What we observe from figure 2 is that two of the measurements become abnormal early in time and two others follow suit. When we asked which time-series these were, we found that the first two were the radial and axial vibrations of one bearing, and the second two were the same vibrations of the neighboring bearing. Of course, we cannot be certain that there exists a physical cause-effect relationship between these three events: (1) first bearing changing its vibration behavior, (2) second bearing changing its vibration behavior, and (3) blade tear. The available data strongly suggests this link however. Indeed, the blade that tore off was very close to the first bearing that changed its vibration behavior. Thus we were successful in localizing the fault within the large turbine.


Figure 2: We compute a deviation from normal being tracked over a window of about four days in length. So we observe that two sensors start behaving abnormally and two days later, two other sensors behave abnormally. About 3.5 days after the start of the abnormal behavior, this new behavior has become normal and so the deviation from normal is seen to reduce again. Therefore, we observe a qualitative change in the performance of these four points.
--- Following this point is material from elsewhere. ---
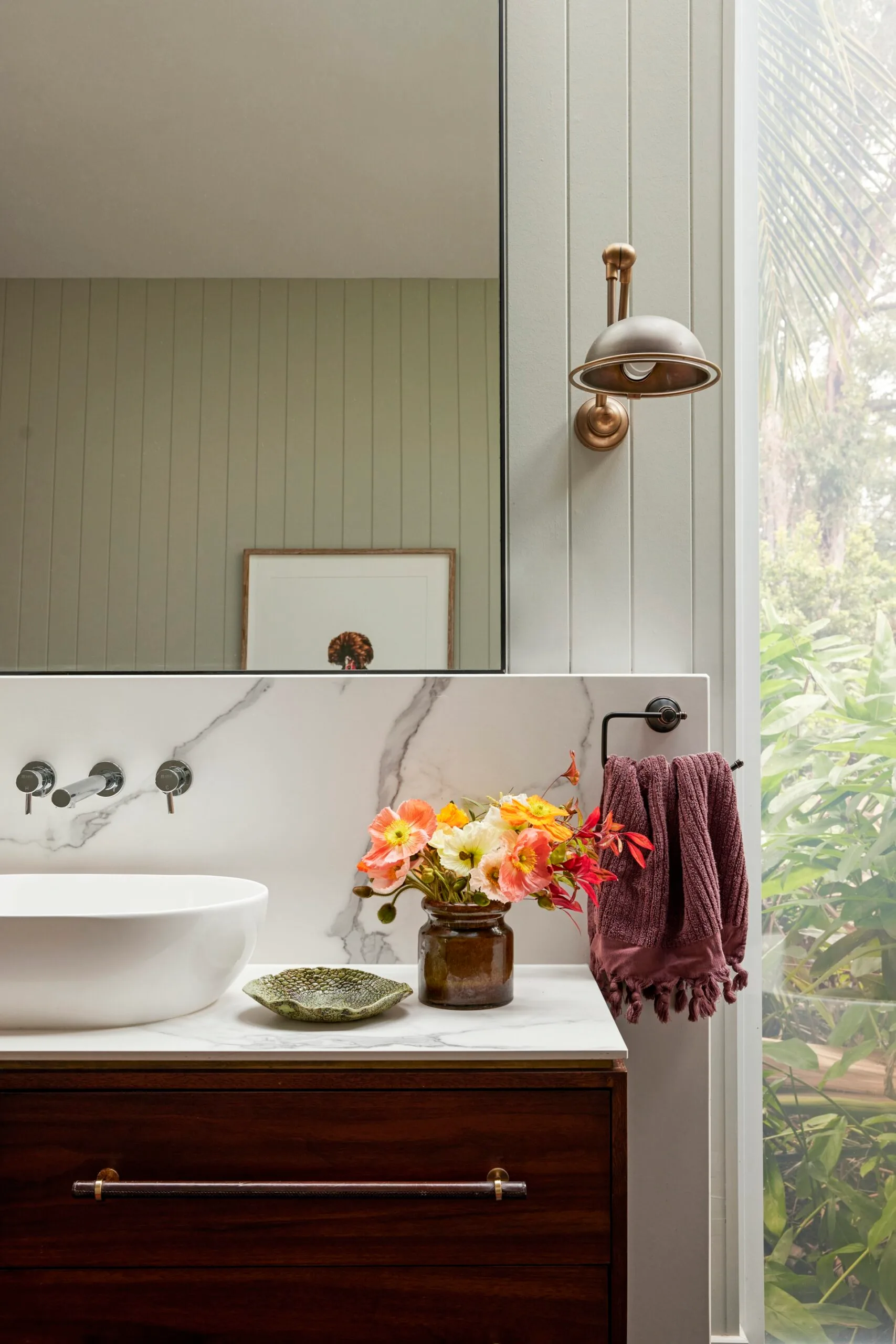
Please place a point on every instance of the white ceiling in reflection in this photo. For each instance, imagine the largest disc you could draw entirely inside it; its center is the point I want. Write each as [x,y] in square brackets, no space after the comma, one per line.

It is possible to reliably and accurately predict a failure on a steam turbine two days in advance. Furthermore, it is possible to locate the cause of this event within the turbine so that the location covered by the sensor that measures the anomaly can be focused on by the maintenance personnel. The combination of these two results, allows preventative maintenance on a turbine to be performed in a real industrial setting saving the operator a great expense.